Depuis des mois, le pouvoir d’achat et les salaires constituent la première préoccupation de l’ensemble de la population, devançant les questions d’emploi, de chômage, de retraite et de santé. Le candidat Sarkozy l’avait bien compris et il avait réussi à se faire passer pour le futur « président du pouvoir d’achat » avec son fameux slogan « travailler plus pour gagner plus ». Huit mois après sa victoire, son discours fait désormais « pschitt ». Peu de salariés croient encore en ses promesses, et nous sommes nombreux à avoir compris que sa politique consistait à donner aux riches, à prendre aux pauvres et qu’il était bel et bien le président du « pouvoir patronal ».
Aujourd’hui, les fins de mois des salariés, du privé comme du public, sont de plus en plus difficiles à boucler. Pour les chômeurs et les retraités, c’est encore pire. Avec la hausse des prix qui s’accélère, touchant en particulier les dépenses incontournables telles que les produits alimentaires, les transports, le chauffage, l’eau, le logement ou encore le gaz… La situation sociale s’aggrave, pour la majorité d’entre nous, et elle n’est pas prête de s’améliorer, bien au contraire. Comment faire face à ces augmentations, quand nos salaires stagnent depuis 1978 (selon les chiffres officiels de l’Insee) ? Comment faire face à ces augmentations quand on est au Smic, au RMI ou retraités ?

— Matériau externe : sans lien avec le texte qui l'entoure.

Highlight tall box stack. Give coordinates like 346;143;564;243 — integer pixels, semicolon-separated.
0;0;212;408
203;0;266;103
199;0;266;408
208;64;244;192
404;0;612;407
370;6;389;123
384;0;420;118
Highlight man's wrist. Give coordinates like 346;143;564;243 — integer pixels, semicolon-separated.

Alors qu’il est intarissable sur de nombreux sujets comme la religion, la civilisation, l’insécurité, l’immigration, Sarko 1er, depuis le début de l’année, est franchement peu causant sur les salaires et le pouvoir d’achat. Éviterait-il le sujet ? Lui qui nous avait promis d’agir, d’aller « chercher avec les dents la croissance », ne peut désormais rien faire ou pas grand-chose pour le pouvoir d’achat et nos salaires. On aurait même pu avoir les larmes aux yeux, quand il a annoncé que les caisses de l’État étaient vides et qu’il ne pouvait donner d’ordres à ses amis milliardaires et actionnaires. La seule proposition qui nous est donc faite, pour augmenter notre pouvoir d’achat, consiste à travailler plus et plus longtemps en nous taxant de plus en plus (franchises médicales, TVA « sociale »…).

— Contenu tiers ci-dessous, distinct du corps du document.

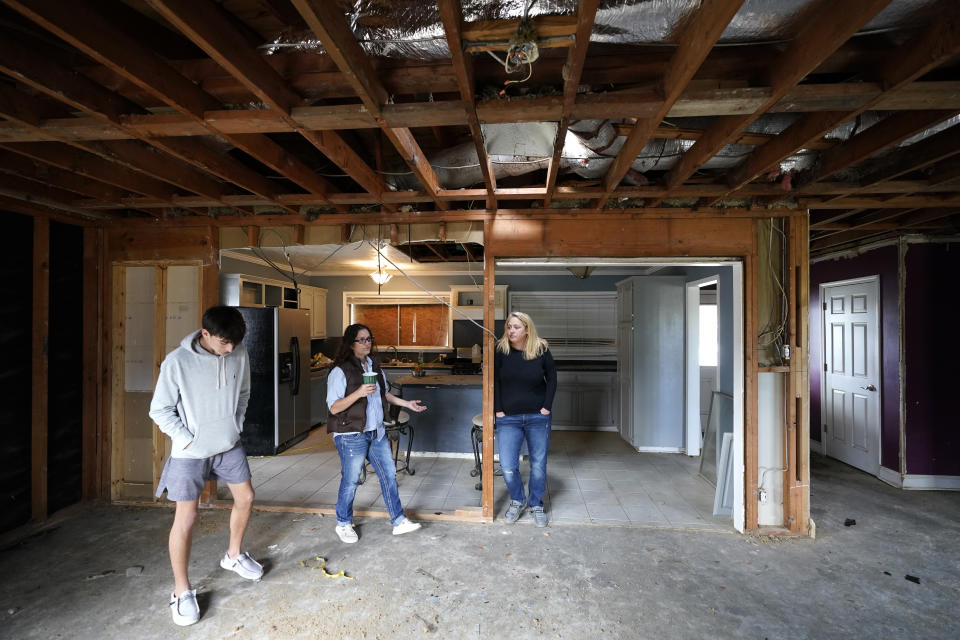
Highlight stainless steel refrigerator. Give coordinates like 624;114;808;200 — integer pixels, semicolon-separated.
238;307;310;456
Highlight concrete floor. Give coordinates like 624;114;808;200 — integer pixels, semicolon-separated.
248;430;733;531
0;455;960;640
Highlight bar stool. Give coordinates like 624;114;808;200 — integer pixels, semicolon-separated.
357;406;417;484
470;413;503;491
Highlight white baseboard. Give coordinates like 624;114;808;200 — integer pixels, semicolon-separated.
877;466;903;489
903;473;960;491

La baisse du pouvoir d’achat, c’est le résultat de la baisse des salaires, de la généralisation de la précarité, des p’tits boulots et des temps partiels imposés – particulièrement aux femmes – dans la plupart des secteurs, y compris publics. Et ce ne sont certainement pas l’allongement de la durée légale du travail, la multiplication des heures supplémentaires, le travail du dimanche ou les primes d’intéressement qui amélioreront nos conditions de vie, bien au contraire. Pourtant, face à la baisse générale du pouvoir d’achat, il ne peut y avoir qu’une seule réponse possible. Mais celle-là, le gouvernement et le patronat n’y pensent même pas : c’est une augmentation générale des salaires ! 300 euros net tout de suite et aucun revenu en dessous de 1 500 euros net !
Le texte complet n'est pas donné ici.